Using these data, we ran a logistic regression using each descriptor and definition length as predictors and whether the definition was accepted or not as the dependent variable. This let us know how much each descriptor mattered relative to the others for users deciding to publish or not publish a particular submission. To do this, we looked at the odds-ratio, or the likelihood that a submission will be published given that it is, say, funny.
(In the graph above, we subtracted 1 from each odds-ratio so a value of 0 would mean that the descriptor didn’t matter. A high positive value means a definition is more likely to be accepted.)
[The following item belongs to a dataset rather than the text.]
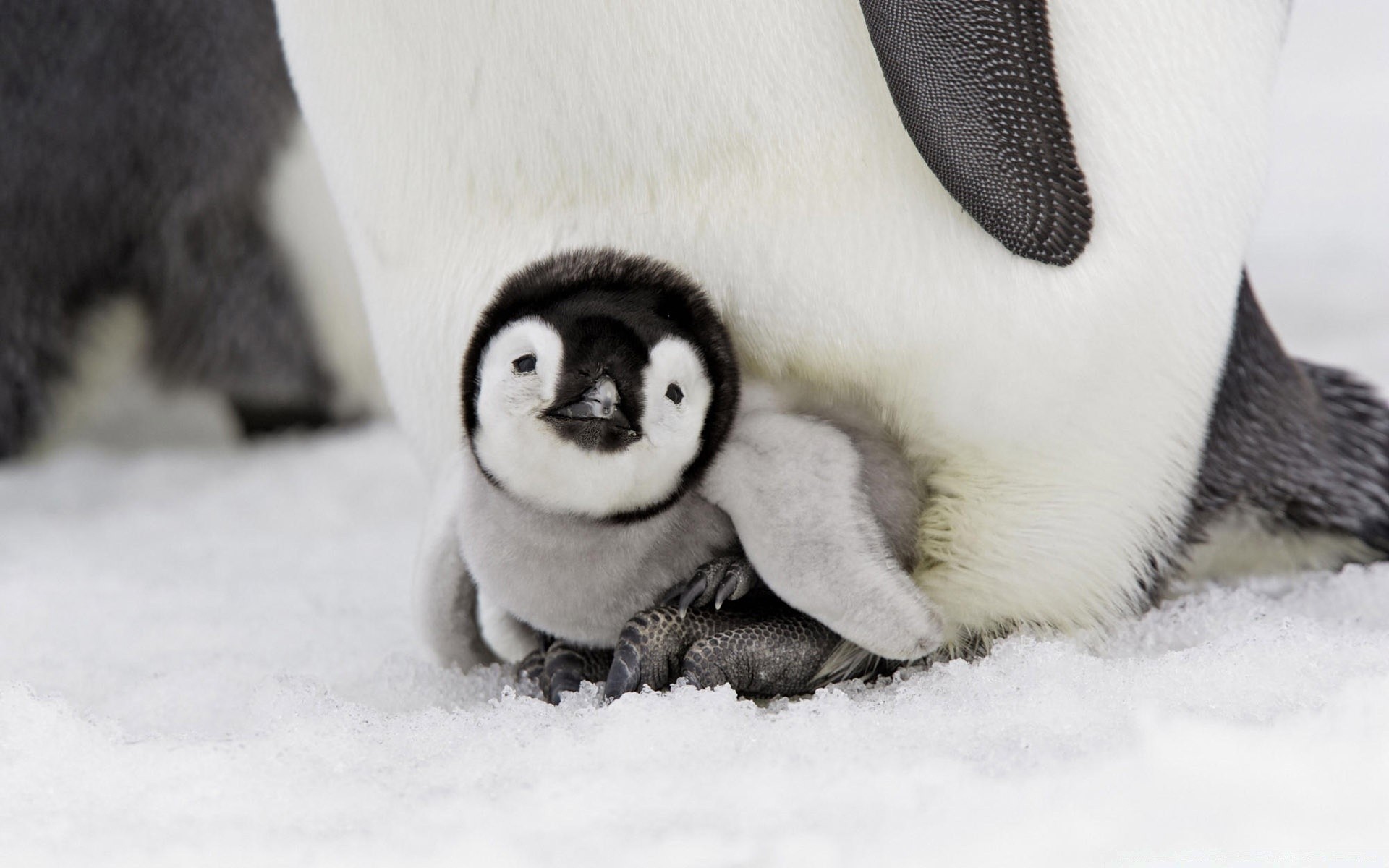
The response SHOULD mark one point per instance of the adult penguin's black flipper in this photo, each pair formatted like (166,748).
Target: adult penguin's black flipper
(975,87)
People love a good joke, and Urban Dictionary’s editors are not an exception. For every point of funny, a submission is 1.68 times more likely to be published. They also want to read definitions that are useful — things that might be spoken in actual conversation — and that mean something. They don’t like definitions that are too specific, even if they are about prog rock drummers, or ones that are too nasty. For every point of nasty, a submission is 0.80 times as likely to get published. Urban Dictionary’s volunteer editors are a worldly bunch, unlikely to be prudish about sexual or offensive definitions. So when you are writing your next submission, keep the audience in mind — this is how they decide whether to publish your definition.